It can be seen in Table 8 that irrespective of dataset and classifier, the proposed algorithm performed better compared with state-of-the-art algorithms. For SelfData and PSDMTSR datasets, the proposed algorithm performed better in all cases. For the PARKINSONS dataset, the proposed algorithm achieved higher accuracy in most of the cases. It was noticed that the state-of-the-art algorithms did not achieve the same results as described in corresponding papers. One probable reason might be the difference in experimental conditions. For instance, since the method of splitting the dataset into training, test, and validation sets were different, the number of samples used for training the model in this study was significantly lower compared to the corresponding papers. Moreover, Table 9 describes the significant analysis between proposed and state of the art methods.

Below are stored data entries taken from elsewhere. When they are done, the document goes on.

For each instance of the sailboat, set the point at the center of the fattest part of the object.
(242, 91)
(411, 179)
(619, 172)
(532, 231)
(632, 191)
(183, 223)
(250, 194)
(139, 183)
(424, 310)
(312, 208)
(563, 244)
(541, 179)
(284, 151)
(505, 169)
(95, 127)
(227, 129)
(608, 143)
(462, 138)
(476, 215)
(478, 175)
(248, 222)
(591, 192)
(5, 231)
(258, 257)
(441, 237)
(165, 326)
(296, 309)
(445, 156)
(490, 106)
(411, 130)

3.6. Influence of Parameter on Accuracy

In this section, the influence of penalty-factor and dimensionality on classification accuracy is analyzed. The PARKINSONS dataset was used for this experiment with the ELM classifier. The result can be seen in Figure 3.
It can be analyzed from Figure 3 that at the beginning, with the increase of dimensionality he classification accuracy increases first and then decreases. On the other hand, at any fixed dimension, the classification accuracy reduces with the increase of penalty-factor γ .

4. Discussion

Speech information processing has been widely used for the diagnosis of Parkinson’s disease due to the convenience of the collection of speech data and rich information contained in it. The feature reduction methods can help to improve classification accuracy. However, since speech samples are affected by the emotional fluctuations of the speakers, samples often contain high noise and aliasing characteristics which are usually overlooked by the researchers. To alleviate these problems, we proposed a weighted hybrid feature reduction embedded with an ensemble learning technique that fully considers the above-mentioned characteristics.
The experimental results indicate that compared with existing feature reduction algorithms, the proposed method offers the highest accuracy, precision, and recall which shows the effectiveness of the proposed method. Moreover, the proposed algorithm also offers the highest G-mean which shows that it can handle imbalanced data precisely. The experiments on SelfData which evaluate the treatment of PD patients show that the classification results of the proposed algorithm on the accuracy, precision, and recall are better compared with existing feature reduction algorithms. This implies that the proposed algorithm can effectively differentiate between PD patients with or without treatment.

5. Conclusions

In this study, we developed a weighted hybrid feature reduction embedded with ensemble learning algorithm and proved its applicability for the detection of patients suffering from Parkinson’s disease. Our findings acknowledge that compared with existing feature reduction methods the proposed algorithm helps to attain the highest accuracy (improved 19% compared with LDPP on SelfData), precision (improved 23% compared with LDPP on SelfData using ELM), recall (improved 11% compared with LDPP on SelfData using ELM), and G-mean (improved 17% compared with LDPP on SelfData using ELM). Moreover, we believe that the proposed weighted hybrid feature reduction embedded with ensemble learning technique is truly convenient for both the patients and health organizations, whereas the clinical experts and their dedicated time are required for medical assessment. We consider these developments as a key technical milestone that would be a step towards the computer-supported way out which enhance the convenience for voice medical treatment of a larger PD population.
Overall, this study still has substantial space for future work. The introduction of ensemble learning is a source of higher time consumption. For that reason, for the future studies, we will work to improve the processing time of the proposed method. Moreover, the comparatively limited data used in this research advises caution to generalize the existing outcomes that require further verification using new samples before this system would be used in clinical exercise.

Author Contributions

Methodology, W.U.R.; software, W.K.; investigation, Z.H.; project administration, N.U.; funding acquisition, F.R.A. All authors have read and agreed to the published version of the manuscript.

Funding

The APC is paid by Taif University Researchers Supporting Project Number (TURSP-2020/331), Taif University, Taif, Saudi Arabia.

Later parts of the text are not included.